The May 2020 campus elections saw the appointment of new leaders to the Student Union Assembly (SUA). But low voter turnout resulted in the failure of all ballot measures, which would have funded campus programs and made an amendment to the SUA constitution.
May 2020 Ballot Measures
The May ballot listed two measures and an SUA constitutional amendment, all of which failed due to low student voter turnout.
The campus-based fee measures required 25 percent of the student body vote to meet the minimum voting pool and that at least two-thirds of this pool vote “yes” to pass. With less than 11 percent of the undergraduate population, or about 1,800 students, voting in May, the measures automatically failed.
Measure 74 would have renewed funding for the Sustainability Office for the next ten years, allowing them to continue to support their payroll. Measure 75 would have helped secure permanent space for student programs, including Slug Support, Counseling and Psychological Services (CAPS), and campus recovery space The Cove.
In a similar story, the SUA constitutional amendment required that 20 percent of the undergraduate body vote and approve with a simple majority to pass. With exactly 1,700 total votes, or 10.71 percent of students, the amendment failed.
The amendment would have made changes to multiple parts of the constitution, including to the student organization representative structure and adding a section defining the process to minimize conflicts of interest in the SUA space.
SUA Officers 2020-21
The SUA, a student-run and student-funded assembly, is responsible for representing the needs, interests, and priorities of UCSC’s undergraduate body.
As president, Sivakumar’s main goals are to rebuild connections with students and organizations and increase transparency in the SUA space to better address campus issues. Sivakumar ran on a six-point platform that includes a crisis management task force, an online help desk service, and supporting other student spaces. She previously served as the vice president of external affairs for the College Nine Senate in the 2019-2020 academic year.

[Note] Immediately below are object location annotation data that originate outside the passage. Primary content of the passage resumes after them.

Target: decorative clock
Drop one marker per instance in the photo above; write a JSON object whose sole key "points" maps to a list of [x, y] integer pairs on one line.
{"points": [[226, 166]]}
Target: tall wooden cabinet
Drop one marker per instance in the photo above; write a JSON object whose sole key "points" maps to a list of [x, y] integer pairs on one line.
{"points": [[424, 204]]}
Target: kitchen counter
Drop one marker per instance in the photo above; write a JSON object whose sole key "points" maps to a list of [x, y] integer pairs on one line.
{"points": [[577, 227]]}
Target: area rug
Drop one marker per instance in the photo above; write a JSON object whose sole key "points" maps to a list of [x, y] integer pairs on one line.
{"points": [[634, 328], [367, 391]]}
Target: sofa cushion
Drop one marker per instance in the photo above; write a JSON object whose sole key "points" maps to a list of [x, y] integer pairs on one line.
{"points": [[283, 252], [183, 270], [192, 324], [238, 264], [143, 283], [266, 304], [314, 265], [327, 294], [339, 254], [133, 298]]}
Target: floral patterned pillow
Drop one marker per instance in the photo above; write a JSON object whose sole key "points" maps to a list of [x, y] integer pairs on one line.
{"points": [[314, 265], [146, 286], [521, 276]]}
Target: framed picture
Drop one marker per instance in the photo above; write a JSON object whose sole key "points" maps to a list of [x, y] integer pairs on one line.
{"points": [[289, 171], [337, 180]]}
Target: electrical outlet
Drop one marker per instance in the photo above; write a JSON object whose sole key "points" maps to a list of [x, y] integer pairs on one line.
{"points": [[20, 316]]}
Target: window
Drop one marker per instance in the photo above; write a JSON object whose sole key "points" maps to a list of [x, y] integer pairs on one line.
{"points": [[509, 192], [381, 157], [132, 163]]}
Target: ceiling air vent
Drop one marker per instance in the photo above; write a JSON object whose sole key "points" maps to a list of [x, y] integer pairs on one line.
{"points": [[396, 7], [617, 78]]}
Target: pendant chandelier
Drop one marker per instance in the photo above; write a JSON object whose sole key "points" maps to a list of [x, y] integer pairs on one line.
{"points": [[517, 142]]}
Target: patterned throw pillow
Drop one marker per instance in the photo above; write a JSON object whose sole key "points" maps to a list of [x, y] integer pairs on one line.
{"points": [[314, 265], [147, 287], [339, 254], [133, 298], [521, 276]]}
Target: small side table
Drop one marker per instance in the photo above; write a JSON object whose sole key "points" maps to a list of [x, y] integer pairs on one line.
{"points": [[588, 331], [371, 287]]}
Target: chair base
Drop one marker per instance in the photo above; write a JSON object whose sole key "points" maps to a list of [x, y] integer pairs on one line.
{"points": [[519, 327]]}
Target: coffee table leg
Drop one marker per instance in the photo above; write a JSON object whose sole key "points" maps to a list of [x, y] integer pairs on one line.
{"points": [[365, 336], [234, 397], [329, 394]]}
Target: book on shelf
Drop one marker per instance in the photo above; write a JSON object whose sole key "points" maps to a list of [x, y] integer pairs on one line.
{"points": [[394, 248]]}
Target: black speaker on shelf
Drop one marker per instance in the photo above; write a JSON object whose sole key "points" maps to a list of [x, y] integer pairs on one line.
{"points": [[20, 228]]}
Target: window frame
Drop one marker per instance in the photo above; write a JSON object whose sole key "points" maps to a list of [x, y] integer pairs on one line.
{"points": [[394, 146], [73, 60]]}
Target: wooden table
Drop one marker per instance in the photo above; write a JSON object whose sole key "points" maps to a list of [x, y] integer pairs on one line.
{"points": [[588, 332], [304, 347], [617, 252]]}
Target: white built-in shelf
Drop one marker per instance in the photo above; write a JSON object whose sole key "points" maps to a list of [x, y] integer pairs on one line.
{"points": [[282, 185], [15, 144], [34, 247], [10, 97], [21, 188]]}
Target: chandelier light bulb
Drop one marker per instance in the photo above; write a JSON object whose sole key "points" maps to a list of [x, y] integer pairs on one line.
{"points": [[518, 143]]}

Mietzel served as a government affairs intern for the Juvenile Diabetes Research Foundation in Washington, D.C., where she developed a passion for advocacy that she wanted to bring to campus. As VPIA, she wants to increase communication between the SUA and student organizations and create a better sense of community on the UCSC campus.
Previously the Stevenson Student Council vice chair and SUA representative, Bozorgnia plans to continue working towards keeping tuition flat, increasing civic engagement, reforming campus election procedures, and protecting DACA and international students. She also wants to make sure she builds and maintains relationships with campus administrators and elected officials on the local, state, and federal levels.
As a member of both the Indigenious and LGBTQIA+ communities, Stahl is passionate about changing spaces for the betterment of underrepresented groups. They plan to advocate for and center the Black, Indigenous, and People of Color (BIPOC) community by increasing scholarships for African, Black, and Caribbean (ABC) identified students, advocating for the ethnic resource centers on campus, and hosting events that highlight Indigenous representations in media.
As the former Disability Student Union representative to the SUA, Shevelev plans to increase accessibility on campus through initiatives such as adequate staffing of disability services, advocating for student-led disability cultural centers, and disability centered living and learning communities.
Entering her third year as VPSL, Bullock plans to continue her initiatives to tackle food insecurity and mental health awareness on campus. She aims to collaborate with student organizations on campus and host large scale events like cooking classes, CalFresh workshops, and mental health workshops.